The new 23-mile road runs north along the east coast of the peninsula to Mt. Kumgang, which is revered by Koreans. Until this week, tourists had to take a cruise ship on a circuitous journey into international waters to visit the mountain resort, a diversion that took four hours and added hundreds of dollars to the cost of the trip.

The tour buses that traversed the road Friday were festooned with garlands of flowers and made for an incongruous sight as they cruised past a forbidding tangle of concertina wire, concrete tank barriers and triangular signs warning of land mines.

The convoy moved slowly, in keeping with the DMZ's speed limit of 6 mph. The 21 buses followed a winding two-lane paved road that has long been used by South Korean military patrols, before turning off onto the narrow dirt road newly built for the visitors.

Before long, they passed three parallel barbed-wire fences -- the military demarcation line that separates South from North. The dense vegetation of the South Korean side, a pristine wilderness untouched for half a century, gave way to a landscape as barren as a desert. On the North Korean side, there were only boulders and stumps, all the trees having long since been chopped down for firewood. Stone-faced guards in pea-green jackets stared unwelcomingly at the visitors.

But the North Koreans later staged an elaborate welcome for the tourists at Onjungri, the village where the Kumgang tourist complex is located, complete with balloons, bands, majorettes and long speeches. It appeared that the North Koreans were determined not to let a nuclear crisis spoil their party.

"The successful result of the overland route to Mt. Kumgang shows that our nation can do anything despite the interference of foreign powers," said Bang Jung Sam, the North Korean head of the Kumgang tourism association, alluding to the United States.

"This is a tourism event," Bang said. "Don't bring politics into it."

Despite the North's best efforts, the festivities were tinged by rising fears of a confrontation over nuclear weapons.

"They are very nervous about the situation. They will not show it," said Kim Yoon Kyu, president of the South Korean conglomerate Hyundai Asan, which is running the tours.

Kim Young Oak, a South Korean scholar, drew a parallel with another famous Cold War barrier.

"When the Berlin Wall collapsed, millions of people celebrated," he said. "Today, we're celebrating."

An estimated 550,000 people have visited the Kumgang area since Hyundai Asan started offering tours in November 1998. The company hopes that the land route and lower price -- roughly half the $500 cost of a cruise -- will sharply boost the number of visitors, to 300,000 this year from 100,000 in 2002.

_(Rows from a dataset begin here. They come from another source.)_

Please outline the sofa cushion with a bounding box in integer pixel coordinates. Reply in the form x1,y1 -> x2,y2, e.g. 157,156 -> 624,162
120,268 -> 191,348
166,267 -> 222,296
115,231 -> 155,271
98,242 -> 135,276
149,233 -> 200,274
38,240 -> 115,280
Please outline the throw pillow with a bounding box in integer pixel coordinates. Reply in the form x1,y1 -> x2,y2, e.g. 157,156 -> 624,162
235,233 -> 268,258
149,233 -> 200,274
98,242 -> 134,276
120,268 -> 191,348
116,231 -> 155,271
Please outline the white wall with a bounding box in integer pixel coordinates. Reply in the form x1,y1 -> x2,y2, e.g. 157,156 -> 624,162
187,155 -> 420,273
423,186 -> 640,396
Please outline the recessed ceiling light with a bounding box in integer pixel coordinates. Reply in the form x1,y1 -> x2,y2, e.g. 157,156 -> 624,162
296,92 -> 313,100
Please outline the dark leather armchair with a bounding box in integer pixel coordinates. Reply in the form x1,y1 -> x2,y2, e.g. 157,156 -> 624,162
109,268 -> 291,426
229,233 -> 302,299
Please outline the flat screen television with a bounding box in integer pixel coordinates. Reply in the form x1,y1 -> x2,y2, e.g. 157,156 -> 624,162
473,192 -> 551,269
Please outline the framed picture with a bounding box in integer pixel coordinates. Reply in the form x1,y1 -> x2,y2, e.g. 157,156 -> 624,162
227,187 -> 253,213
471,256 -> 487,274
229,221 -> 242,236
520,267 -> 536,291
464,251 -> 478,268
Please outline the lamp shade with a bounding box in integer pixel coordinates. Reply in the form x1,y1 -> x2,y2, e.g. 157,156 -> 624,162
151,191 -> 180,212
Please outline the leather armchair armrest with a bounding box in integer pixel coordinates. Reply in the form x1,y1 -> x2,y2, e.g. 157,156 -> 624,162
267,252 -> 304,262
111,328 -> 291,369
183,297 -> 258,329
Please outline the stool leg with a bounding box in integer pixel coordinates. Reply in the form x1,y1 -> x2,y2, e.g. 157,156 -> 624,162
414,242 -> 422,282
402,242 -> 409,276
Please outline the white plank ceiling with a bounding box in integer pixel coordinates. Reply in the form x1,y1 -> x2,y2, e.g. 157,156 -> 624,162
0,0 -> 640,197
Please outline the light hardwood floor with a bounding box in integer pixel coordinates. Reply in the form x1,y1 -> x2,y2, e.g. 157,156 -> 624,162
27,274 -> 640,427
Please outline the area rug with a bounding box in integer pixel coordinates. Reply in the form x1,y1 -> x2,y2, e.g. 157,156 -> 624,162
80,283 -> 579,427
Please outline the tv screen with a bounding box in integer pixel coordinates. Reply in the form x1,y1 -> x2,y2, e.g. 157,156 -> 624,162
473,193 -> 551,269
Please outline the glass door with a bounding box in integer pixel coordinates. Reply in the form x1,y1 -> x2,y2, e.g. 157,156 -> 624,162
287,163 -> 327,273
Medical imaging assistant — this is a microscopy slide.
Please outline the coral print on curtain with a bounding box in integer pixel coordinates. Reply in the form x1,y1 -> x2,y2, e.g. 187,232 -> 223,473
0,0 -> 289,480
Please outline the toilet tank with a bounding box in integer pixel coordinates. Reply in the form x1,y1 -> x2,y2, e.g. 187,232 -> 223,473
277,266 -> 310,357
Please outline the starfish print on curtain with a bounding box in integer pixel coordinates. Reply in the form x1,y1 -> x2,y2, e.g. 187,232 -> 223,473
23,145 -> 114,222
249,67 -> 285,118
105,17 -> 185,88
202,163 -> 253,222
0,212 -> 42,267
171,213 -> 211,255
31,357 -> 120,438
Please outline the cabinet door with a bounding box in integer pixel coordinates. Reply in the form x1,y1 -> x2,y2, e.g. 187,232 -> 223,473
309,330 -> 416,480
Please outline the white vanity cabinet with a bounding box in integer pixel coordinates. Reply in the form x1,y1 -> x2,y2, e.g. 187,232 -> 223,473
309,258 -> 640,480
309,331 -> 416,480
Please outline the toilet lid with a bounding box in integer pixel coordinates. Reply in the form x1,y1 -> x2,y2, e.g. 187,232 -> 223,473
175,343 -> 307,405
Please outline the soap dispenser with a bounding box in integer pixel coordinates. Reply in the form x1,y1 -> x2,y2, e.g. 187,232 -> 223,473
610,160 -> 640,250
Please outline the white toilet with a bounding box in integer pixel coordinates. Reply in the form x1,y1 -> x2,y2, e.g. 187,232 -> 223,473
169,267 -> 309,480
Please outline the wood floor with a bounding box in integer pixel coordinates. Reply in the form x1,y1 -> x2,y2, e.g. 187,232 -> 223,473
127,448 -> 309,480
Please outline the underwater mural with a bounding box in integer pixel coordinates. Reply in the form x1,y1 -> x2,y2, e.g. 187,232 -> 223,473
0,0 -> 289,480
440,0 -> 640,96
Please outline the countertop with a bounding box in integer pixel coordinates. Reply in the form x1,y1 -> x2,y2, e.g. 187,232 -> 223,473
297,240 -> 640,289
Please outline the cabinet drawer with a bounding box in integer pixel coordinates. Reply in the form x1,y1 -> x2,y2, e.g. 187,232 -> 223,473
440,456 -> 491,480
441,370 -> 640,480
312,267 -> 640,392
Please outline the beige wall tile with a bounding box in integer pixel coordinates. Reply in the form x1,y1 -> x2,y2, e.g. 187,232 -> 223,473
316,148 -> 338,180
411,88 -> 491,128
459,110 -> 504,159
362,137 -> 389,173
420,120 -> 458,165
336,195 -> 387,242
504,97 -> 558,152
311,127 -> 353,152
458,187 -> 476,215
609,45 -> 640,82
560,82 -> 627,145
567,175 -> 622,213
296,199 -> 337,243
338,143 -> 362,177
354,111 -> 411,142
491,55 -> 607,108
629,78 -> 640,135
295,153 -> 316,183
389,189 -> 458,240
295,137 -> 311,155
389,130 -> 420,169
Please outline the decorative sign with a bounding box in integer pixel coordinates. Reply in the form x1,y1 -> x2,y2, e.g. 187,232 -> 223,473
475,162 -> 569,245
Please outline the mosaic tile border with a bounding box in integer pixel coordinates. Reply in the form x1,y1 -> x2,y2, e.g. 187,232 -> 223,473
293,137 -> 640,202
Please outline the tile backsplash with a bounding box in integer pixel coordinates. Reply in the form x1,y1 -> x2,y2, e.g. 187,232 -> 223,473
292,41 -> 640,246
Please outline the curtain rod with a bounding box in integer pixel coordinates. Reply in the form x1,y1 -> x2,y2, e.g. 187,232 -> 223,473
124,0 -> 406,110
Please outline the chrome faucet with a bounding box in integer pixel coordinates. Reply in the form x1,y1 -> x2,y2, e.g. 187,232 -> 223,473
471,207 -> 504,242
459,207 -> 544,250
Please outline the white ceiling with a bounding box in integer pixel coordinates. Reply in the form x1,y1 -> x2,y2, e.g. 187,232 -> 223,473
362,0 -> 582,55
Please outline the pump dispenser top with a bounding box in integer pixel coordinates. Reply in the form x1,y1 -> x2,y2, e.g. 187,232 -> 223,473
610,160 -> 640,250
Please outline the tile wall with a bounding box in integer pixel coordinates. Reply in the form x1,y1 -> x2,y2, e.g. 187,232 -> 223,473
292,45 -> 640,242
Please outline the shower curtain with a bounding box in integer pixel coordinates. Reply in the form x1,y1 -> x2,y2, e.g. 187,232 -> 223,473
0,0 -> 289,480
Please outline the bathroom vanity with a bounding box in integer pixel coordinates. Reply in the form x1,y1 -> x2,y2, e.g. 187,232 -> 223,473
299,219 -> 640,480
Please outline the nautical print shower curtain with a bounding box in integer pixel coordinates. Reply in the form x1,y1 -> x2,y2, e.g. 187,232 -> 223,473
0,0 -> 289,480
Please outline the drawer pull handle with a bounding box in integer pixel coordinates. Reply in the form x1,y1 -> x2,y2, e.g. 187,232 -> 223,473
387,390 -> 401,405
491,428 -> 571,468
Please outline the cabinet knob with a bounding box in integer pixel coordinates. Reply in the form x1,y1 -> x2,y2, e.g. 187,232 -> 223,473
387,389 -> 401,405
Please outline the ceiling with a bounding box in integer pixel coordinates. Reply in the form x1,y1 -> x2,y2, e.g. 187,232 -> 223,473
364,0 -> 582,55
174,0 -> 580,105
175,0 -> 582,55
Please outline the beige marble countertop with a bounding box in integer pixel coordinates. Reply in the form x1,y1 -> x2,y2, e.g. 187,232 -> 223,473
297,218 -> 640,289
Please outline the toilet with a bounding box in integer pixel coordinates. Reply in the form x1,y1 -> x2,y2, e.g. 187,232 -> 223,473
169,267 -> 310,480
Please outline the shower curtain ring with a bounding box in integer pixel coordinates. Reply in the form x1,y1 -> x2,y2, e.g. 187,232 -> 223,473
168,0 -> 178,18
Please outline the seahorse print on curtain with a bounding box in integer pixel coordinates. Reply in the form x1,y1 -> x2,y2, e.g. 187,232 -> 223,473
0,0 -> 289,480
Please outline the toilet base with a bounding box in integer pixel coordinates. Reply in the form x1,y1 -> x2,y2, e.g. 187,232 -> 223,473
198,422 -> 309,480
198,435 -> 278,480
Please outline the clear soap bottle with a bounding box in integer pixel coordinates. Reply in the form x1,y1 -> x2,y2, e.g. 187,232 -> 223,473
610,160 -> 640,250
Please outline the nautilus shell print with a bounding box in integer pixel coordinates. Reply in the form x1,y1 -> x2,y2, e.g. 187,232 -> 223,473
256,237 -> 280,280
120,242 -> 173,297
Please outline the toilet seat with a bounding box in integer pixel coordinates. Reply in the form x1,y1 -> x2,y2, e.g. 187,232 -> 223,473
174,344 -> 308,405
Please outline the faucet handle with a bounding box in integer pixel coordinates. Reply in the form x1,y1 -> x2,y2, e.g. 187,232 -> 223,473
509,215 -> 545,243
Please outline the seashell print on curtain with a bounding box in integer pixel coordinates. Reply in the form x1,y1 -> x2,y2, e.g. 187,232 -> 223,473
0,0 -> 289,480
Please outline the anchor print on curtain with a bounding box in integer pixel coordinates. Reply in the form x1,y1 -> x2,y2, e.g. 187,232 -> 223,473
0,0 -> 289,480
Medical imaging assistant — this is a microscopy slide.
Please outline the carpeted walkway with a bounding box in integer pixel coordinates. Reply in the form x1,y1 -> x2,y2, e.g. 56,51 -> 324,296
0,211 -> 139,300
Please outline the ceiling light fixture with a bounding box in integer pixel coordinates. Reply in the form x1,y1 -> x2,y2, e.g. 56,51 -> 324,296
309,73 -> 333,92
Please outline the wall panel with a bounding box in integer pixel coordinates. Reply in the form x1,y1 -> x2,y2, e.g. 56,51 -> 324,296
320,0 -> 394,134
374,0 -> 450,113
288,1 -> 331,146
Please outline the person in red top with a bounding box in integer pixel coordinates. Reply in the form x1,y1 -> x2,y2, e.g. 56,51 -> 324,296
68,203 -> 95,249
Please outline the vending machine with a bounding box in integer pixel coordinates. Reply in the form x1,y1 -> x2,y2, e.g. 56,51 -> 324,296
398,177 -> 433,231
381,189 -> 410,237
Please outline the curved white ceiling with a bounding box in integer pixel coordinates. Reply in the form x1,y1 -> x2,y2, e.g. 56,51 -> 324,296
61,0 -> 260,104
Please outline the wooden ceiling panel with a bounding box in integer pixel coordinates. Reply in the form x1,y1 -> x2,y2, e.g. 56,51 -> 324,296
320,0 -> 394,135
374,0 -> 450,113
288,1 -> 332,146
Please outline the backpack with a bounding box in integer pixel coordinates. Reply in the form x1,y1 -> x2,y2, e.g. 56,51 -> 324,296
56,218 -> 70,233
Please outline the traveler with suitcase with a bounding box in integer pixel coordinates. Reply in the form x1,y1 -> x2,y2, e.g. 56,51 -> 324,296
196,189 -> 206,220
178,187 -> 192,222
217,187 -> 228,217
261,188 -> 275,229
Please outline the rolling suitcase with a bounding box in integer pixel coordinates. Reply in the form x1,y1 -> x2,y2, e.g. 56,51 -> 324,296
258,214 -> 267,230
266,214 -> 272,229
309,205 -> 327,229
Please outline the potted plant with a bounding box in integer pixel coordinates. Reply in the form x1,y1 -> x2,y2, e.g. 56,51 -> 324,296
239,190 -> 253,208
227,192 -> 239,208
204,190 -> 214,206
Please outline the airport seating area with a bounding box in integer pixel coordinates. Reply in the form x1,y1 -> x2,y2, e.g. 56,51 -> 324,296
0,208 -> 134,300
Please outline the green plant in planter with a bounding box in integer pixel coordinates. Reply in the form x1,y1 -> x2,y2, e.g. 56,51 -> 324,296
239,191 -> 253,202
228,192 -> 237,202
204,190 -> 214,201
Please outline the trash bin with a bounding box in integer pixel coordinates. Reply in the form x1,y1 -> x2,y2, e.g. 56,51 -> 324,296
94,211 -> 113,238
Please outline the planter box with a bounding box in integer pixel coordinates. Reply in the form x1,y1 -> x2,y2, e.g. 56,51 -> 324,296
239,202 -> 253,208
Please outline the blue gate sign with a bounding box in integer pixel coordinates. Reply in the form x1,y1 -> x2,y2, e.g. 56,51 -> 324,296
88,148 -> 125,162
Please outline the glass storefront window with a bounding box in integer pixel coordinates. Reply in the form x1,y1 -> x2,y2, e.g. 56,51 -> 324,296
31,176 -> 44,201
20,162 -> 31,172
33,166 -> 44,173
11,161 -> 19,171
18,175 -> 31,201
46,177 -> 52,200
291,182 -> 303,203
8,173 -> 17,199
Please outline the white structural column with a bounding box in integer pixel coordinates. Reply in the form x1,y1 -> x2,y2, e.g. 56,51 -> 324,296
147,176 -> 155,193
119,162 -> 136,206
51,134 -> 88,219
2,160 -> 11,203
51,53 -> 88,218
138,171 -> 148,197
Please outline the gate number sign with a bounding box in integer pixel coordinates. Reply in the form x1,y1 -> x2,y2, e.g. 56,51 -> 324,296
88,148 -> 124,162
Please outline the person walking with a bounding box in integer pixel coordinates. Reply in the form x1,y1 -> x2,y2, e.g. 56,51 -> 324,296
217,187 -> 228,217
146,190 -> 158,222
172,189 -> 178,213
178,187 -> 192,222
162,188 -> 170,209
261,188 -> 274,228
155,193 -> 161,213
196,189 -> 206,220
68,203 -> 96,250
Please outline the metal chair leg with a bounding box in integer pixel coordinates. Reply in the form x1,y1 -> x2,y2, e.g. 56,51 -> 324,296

"I'd like to go now that there's a road," said Kim Soon Ja, a 35-year-old Seoul homemaker. "The cost makes a big difference."

Hyundai plans to add a ski resort and golf course to the complex, amid talk that private cars might eventually be allowed.

"I'm so happy," said a 29-year-old North Korean guide at Mt. Kumgang. "You can drive to North Korea. My heart is overcome."

South Korea has been hit in recent weeks by revelations that Hyundai helped channel nearly $200 million to North Korea to secure the historic North-South summit in June 2000 that ultimately led to a Nobel Peace Prize for South Korean President Kim Dae Jung.

The president acknowledged Friday that the government knew about the payments and apologized to the nation, an admission apparently timed to coincide with the road opening. The disclosure also appeared designed to ensure that the incoming administration of Roh Moo Hyun starts off with a cleaner slate.

Political analysts said it remains to be seen whether the damage-control strategy will work. But in a nation where corruption is deeply rooted, some South Koreans seemed to take news of the payments in stride.

"They should have been more open about what they were doing," said Han Myong Ho, a 44-year-old food industry worker who lives in Seoul. "Still, everything has a price, and I don't think it was a waste of money."

For older South Koreans, the open road was something of a dream.

"I never gave up hope that such a day would come," said Park Ie Sang, a 77-year-old North Korean-born locksmith living in Seoul who fled south in January 1951.

"I just hope someday North Koreans will come south along this same road."